Kimika Teorikoa Seminar: Redefining the dielectric response of nanoconfined liquids: insights from water

Speaker

Jon Zubeltzu

Affiliation

University of the Basque Country & Donostia International Physics Center

When
Place

Faculty of Chemistry, Salón de Actos

Recent experiments show that the relative dielectric constant of water confined to a film of nanometric thickness reaches a strikingly low value of 2.1, barely above the bulk's 1.8 value for the purely electronic response [1]. We argue that the relative dielectric constant is not a well-defined measure for dielectric properties at sub-nanometer scales due to the ambiguous definition of confinement width. Instead, we propose the 2D polarisability as the appropriate, well-defined response function whose magnitude can be directly obtained from both measurements and computations. Our molecular-dynamics computations based on density-functional theory and empirical force fields reproduce the previously reported dielectric response of confined water, and importantly indicate a significant reduction, ~ 30%, of the electronic response as compared with the bulk's, contrary to what is widely assumed [2]. These results highlight the importance of accounting for electronic degrees of freedom when interpreting the dielectric response of polar fluids under nanoconfinement conditions.

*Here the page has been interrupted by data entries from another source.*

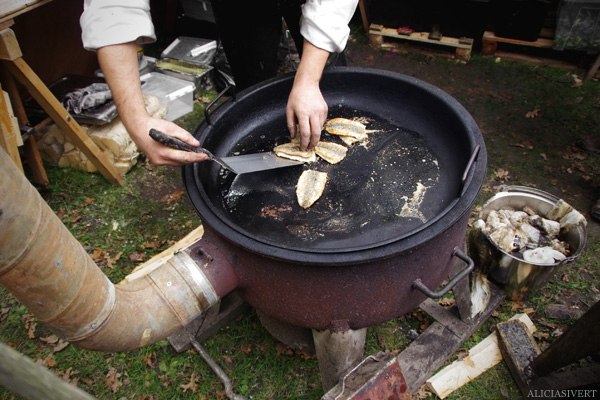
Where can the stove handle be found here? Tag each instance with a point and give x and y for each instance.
(418, 284)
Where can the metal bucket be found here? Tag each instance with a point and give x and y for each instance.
(514, 274)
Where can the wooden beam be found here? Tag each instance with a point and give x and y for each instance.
(9, 47)
(482, 357)
(8, 133)
(38, 90)
(518, 348)
(25, 378)
(440, 340)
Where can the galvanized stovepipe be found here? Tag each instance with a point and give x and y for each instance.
(49, 272)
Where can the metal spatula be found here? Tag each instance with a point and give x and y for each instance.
(239, 164)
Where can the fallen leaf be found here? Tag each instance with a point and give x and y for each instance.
(283, 349)
(97, 255)
(382, 341)
(153, 245)
(31, 329)
(148, 359)
(246, 348)
(447, 301)
(50, 339)
(137, 257)
(191, 385)
(469, 362)
(111, 260)
(67, 376)
(47, 362)
(227, 359)
(62, 344)
(112, 380)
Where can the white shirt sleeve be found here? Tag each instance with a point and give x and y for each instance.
(324, 23)
(108, 22)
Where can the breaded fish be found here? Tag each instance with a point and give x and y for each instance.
(292, 151)
(310, 187)
(333, 153)
(349, 130)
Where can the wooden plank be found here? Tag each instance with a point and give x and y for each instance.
(21, 71)
(8, 136)
(422, 37)
(10, 9)
(489, 36)
(481, 357)
(25, 378)
(433, 347)
(165, 255)
(9, 47)
(34, 160)
(518, 348)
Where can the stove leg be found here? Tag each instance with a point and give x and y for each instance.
(338, 350)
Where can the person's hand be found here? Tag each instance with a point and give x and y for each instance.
(158, 153)
(308, 108)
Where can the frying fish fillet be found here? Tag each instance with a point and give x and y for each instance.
(333, 153)
(349, 130)
(292, 151)
(310, 187)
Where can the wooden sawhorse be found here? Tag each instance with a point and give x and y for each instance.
(15, 67)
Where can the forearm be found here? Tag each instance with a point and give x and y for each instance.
(311, 65)
(120, 67)
(306, 106)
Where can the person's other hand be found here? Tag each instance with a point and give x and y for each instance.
(308, 108)
(158, 153)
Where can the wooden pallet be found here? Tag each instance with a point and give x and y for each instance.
(545, 41)
(462, 46)
(490, 42)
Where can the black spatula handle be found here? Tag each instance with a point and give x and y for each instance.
(174, 143)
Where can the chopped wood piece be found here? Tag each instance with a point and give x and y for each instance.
(481, 357)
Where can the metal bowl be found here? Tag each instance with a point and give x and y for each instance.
(509, 271)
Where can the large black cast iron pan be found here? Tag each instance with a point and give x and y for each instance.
(421, 142)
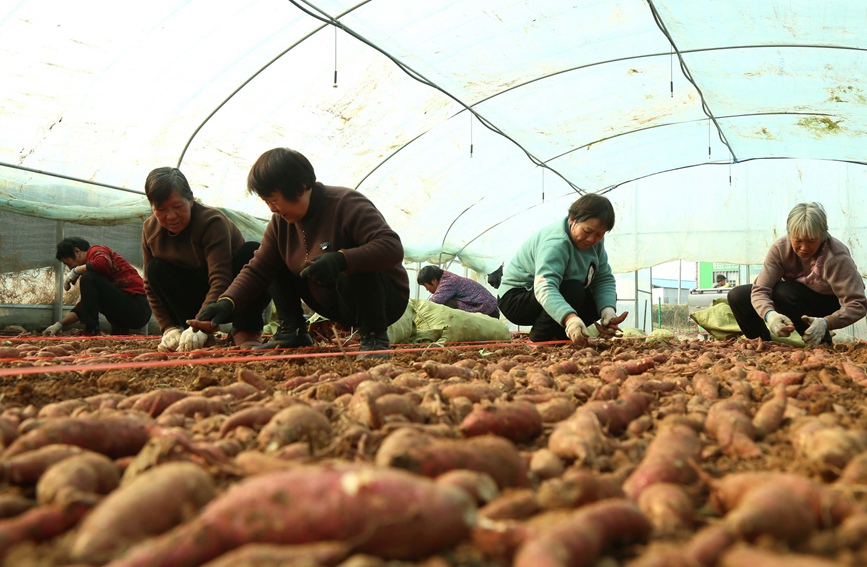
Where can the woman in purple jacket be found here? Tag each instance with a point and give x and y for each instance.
(809, 283)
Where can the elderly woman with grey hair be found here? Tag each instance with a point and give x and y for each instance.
(809, 283)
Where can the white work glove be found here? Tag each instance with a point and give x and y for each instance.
(814, 334)
(52, 330)
(170, 341)
(779, 324)
(577, 331)
(70, 279)
(192, 339)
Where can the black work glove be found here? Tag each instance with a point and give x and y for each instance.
(218, 312)
(325, 268)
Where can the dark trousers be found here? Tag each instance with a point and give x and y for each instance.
(522, 308)
(368, 301)
(791, 299)
(182, 291)
(123, 310)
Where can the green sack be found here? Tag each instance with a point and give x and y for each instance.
(455, 325)
(719, 321)
(401, 330)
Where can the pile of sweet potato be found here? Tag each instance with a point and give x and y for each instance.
(666, 453)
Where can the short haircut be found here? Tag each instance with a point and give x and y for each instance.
(281, 169)
(66, 247)
(591, 206)
(428, 274)
(163, 181)
(808, 220)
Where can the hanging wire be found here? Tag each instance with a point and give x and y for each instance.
(335, 58)
(471, 135)
(705, 108)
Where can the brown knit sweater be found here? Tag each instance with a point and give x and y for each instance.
(206, 246)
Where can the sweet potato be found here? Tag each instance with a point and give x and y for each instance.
(741, 555)
(855, 471)
(155, 501)
(729, 421)
(769, 416)
(575, 488)
(112, 436)
(772, 509)
(578, 540)
(490, 454)
(385, 512)
(518, 421)
(668, 507)
(295, 423)
(39, 524)
(320, 554)
(480, 486)
(515, 504)
(473, 391)
(826, 444)
(445, 371)
(13, 504)
(155, 402)
(26, 468)
(254, 417)
(668, 459)
(81, 478)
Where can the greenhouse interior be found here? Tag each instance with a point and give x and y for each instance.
(693, 333)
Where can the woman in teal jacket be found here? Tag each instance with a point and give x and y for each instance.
(559, 282)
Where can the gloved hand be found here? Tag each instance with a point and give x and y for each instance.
(814, 334)
(577, 331)
(192, 339)
(217, 313)
(52, 330)
(325, 268)
(170, 341)
(70, 279)
(779, 324)
(608, 322)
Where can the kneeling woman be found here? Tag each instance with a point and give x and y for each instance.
(560, 281)
(808, 283)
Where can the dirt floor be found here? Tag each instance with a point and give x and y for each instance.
(716, 395)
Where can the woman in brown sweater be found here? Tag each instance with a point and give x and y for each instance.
(808, 283)
(191, 253)
(328, 246)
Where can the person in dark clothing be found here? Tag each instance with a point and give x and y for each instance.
(328, 246)
(457, 292)
(191, 252)
(108, 285)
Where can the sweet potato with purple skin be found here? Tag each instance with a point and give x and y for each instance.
(741, 556)
(446, 371)
(730, 422)
(254, 417)
(26, 468)
(518, 421)
(112, 436)
(39, 524)
(320, 554)
(668, 507)
(770, 414)
(155, 501)
(384, 512)
(668, 458)
(578, 540)
(155, 402)
(432, 457)
(295, 423)
(81, 478)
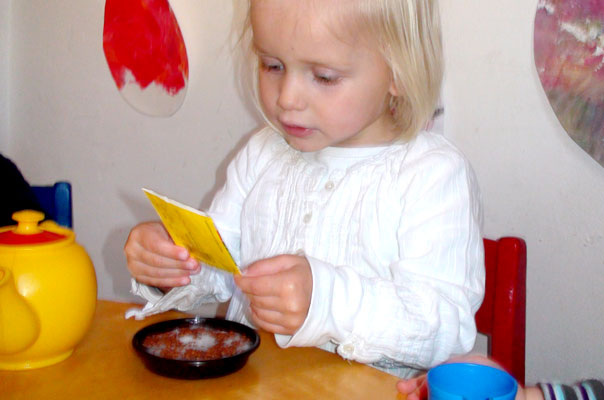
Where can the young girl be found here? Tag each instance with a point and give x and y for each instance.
(357, 231)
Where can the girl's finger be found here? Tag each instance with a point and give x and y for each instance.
(164, 282)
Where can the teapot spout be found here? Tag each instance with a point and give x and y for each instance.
(19, 324)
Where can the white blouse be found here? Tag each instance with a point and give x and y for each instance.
(392, 235)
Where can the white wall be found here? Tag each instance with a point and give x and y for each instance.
(4, 72)
(67, 120)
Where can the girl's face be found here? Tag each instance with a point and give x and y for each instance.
(319, 85)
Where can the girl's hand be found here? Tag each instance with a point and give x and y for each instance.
(155, 260)
(279, 290)
(414, 388)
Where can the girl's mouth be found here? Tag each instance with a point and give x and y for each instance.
(296, 131)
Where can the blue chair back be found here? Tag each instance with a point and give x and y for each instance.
(56, 202)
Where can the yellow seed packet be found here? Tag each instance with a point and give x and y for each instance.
(194, 230)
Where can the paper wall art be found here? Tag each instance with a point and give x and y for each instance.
(146, 54)
(569, 55)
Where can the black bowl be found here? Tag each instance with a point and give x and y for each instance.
(196, 369)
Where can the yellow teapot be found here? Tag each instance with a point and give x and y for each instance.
(47, 292)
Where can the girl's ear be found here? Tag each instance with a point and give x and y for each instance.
(394, 92)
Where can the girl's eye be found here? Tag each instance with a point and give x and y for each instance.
(271, 65)
(326, 79)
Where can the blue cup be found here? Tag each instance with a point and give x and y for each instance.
(468, 381)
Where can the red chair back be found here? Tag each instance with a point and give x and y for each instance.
(502, 315)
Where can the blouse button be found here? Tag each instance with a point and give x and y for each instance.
(307, 218)
(348, 349)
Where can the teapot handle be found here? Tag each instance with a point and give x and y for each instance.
(19, 323)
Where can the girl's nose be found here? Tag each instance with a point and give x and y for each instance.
(291, 93)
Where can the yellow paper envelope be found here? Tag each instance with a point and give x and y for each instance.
(193, 230)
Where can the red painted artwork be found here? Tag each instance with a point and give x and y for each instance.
(569, 55)
(146, 54)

[1] L. Fumagalli, A. Esfandiar, R. Fabregas, S. Hu, P. Ares, A. Janardanan, Q. Yang, B. Radha, T.Taniguchi, K.
Watanabe, G. Gomila, K. S. Novoselov, A. K. Geim (2018). Anomalously low dielectric constant of confined water. Science, 360(6395), 1339-1342.
[2] J. Zubeltzu, F. Bresme, M. Dawber, M. Fernandez-Serra, and E. Artacho (2025). Redefining the dielectric response of
nanoconfined liquids: insights from water. arXiv preprint arXiv:2412.01347.